Is that just a kid having fun, or a kidfluencer subtly selling sunglasses and headphones?
iStockPhoto // junce
The research team draws upon 215 TikTok videos from 23 kidfluencers across Israel, New Zealand, and the United States to examine how children’s video content blends play and adorable qualities with monetized interests. Beyond these online ethnographic observations, the researchers conducted a legal analysis, comparing TikTok’s governance of child-related content to the European Union’s Digital Service Act to identify gaps in online monetization regulations and child labor laws. Together, their findings show parents using a variety of practices to build child-focused business models, such as integrating creative, fun, and engaging child-centered content with sponsored and paid product placements. Frequently, parents displayed children as props; when children interacted with the sponsored products, their playful curiosity was leveraged to gain monetized views. Kidfluencers’ parents also developed two idealized images of youth to attract viewers. One cohort framed child life as playful and fun while the second embedded childhood in religious, cultural, and traditional values. These findings set the stage for a discussion of the gaps between governmental policy and organizational regulations that allow parents to exploit their kids for profit.
Indeed, the use of kidfluencers on TikTok highlights a legal and ethical oversight: child labor laws lag behind as ever-changing digital platforms forge ahead. As the digital economy evolves, it is worth asking how policy can balance innovation with the obligation to protect the vulnerable from exploitation?
medicalizing maternity
In “Psychiatric Gaslighting: The Surveillance of Mental Illness during Pregnancy,” published in Social Problems, authors Charlotte Abel and Stefan Timmermans grapple with a critical issue: the heightened surveillance and social regulation faced by pregnant women with mental health symptoms.

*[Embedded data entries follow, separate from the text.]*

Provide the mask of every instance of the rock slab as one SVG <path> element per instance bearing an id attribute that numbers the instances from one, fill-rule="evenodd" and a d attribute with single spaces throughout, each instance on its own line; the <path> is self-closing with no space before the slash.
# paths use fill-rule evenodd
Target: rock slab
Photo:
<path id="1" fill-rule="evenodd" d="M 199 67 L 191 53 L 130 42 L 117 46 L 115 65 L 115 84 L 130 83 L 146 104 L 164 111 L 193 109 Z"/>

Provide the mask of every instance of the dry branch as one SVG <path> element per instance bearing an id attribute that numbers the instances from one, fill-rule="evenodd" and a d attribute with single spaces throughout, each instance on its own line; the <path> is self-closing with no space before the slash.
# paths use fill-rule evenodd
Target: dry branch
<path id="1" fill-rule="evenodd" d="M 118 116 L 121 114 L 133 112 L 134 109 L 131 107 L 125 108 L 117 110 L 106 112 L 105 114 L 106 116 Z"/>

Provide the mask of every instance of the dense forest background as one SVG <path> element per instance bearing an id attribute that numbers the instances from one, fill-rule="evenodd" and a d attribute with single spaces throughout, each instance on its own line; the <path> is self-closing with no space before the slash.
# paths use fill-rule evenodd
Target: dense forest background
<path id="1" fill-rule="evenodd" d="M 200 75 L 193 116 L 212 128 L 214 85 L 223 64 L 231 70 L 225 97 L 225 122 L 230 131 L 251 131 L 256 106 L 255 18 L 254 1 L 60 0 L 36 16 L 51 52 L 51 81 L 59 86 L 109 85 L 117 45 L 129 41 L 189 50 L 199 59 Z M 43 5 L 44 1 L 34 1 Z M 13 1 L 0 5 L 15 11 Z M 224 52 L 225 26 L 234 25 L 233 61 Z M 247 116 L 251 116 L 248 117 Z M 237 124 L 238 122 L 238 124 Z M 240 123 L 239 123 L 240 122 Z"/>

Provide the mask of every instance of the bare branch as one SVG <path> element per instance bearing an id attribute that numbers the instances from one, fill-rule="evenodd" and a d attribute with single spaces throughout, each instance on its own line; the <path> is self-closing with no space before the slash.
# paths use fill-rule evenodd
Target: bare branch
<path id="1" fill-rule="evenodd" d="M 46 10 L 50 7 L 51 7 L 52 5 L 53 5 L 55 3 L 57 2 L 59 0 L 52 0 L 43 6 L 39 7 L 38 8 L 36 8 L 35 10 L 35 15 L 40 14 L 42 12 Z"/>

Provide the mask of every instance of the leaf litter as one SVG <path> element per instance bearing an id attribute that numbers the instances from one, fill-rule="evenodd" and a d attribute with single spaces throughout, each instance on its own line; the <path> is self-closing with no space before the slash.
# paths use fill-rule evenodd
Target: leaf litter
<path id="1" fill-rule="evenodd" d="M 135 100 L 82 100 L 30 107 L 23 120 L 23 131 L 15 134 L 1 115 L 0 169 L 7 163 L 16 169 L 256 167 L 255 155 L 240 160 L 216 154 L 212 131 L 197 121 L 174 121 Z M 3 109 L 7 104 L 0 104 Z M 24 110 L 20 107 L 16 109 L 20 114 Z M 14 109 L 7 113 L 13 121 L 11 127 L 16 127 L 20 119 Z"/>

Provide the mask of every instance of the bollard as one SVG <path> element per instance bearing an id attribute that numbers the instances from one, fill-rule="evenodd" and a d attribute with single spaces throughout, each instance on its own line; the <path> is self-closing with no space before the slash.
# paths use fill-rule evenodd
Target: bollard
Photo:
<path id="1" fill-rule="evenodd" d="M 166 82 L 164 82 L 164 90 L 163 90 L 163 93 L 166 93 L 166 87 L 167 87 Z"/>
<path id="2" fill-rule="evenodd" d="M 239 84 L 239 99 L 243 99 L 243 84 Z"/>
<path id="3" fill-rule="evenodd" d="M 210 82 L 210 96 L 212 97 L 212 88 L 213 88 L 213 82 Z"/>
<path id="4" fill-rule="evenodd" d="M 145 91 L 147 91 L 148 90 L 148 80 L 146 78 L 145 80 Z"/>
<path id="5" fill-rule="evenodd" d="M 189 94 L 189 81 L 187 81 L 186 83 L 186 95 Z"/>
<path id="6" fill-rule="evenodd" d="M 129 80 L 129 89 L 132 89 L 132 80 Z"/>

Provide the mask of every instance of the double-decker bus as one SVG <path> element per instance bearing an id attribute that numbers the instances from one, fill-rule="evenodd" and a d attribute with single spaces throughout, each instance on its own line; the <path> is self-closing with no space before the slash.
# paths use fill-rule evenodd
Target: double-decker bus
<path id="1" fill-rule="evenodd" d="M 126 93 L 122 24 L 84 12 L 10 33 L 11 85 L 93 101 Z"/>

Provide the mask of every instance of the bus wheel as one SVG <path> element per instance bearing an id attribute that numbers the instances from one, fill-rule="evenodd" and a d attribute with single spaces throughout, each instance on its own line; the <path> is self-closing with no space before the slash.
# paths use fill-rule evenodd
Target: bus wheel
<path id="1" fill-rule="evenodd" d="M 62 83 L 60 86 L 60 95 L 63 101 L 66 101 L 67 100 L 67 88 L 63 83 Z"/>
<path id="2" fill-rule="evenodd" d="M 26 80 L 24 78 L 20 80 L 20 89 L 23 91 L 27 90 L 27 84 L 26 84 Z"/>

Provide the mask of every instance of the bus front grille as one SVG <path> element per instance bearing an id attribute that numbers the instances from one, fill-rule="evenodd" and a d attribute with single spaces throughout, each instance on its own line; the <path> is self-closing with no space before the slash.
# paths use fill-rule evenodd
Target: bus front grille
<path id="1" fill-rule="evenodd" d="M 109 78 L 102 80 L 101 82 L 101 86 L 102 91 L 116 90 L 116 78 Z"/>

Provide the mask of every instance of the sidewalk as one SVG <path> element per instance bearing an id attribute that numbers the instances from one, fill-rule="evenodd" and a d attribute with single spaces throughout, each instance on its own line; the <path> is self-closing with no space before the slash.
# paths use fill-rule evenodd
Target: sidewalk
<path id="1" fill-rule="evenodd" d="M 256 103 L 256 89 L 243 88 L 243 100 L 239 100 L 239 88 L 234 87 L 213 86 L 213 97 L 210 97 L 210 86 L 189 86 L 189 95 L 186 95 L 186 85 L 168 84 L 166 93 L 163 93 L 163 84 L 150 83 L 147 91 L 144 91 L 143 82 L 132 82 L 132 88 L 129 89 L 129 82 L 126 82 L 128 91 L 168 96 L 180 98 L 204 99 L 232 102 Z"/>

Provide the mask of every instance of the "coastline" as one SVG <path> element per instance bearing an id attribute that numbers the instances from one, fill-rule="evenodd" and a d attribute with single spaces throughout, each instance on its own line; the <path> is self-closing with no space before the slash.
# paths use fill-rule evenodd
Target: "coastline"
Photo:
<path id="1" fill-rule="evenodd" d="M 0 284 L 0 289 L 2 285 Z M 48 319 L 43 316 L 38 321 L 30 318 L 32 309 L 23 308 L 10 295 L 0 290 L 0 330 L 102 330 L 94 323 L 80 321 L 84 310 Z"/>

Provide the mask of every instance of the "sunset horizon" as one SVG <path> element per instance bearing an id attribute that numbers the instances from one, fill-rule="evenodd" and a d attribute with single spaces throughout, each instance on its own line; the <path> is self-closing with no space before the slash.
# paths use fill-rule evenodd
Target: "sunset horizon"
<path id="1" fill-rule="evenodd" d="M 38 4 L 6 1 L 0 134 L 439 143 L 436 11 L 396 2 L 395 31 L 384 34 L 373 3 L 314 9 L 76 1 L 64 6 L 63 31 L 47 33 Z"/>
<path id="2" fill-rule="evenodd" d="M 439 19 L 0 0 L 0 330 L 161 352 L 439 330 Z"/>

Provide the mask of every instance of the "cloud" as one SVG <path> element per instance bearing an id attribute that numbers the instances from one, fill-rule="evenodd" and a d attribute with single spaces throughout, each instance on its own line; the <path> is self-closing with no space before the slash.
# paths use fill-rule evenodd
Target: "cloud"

Coupling two years of ethnographic observations with 17 interviews, the researchers found that psychiatrists often treated pregnant women with mental health symptoms as objects of control rather than people deserving support. As patients actively sought autonomy over their pregnancies by managing their use of psychotropic medications, medical practitioners invalidated their concerns regarding their own and their babies’ health by linking “good mothering” with increased medication use. This approach created an imbalance between resistant pregnant patients, who were often viewed as noncompliant and sicker when they pushed back against prescriptions, and compliant pregnant patients, who more willingly accepted the influence of practitioners’ medicalization of their mental health challenges.
Women’s bodies are too often treated as sites of control. In “Psychiatric Gaslighting,” Abel and Timmermans make clear that some psychiatrists leverage their practice to dominate rather than care for pregnant women.
Maternity patients with mental health symptoms receive disparate healthcare when they choose to push back against psychotropic prescriptions.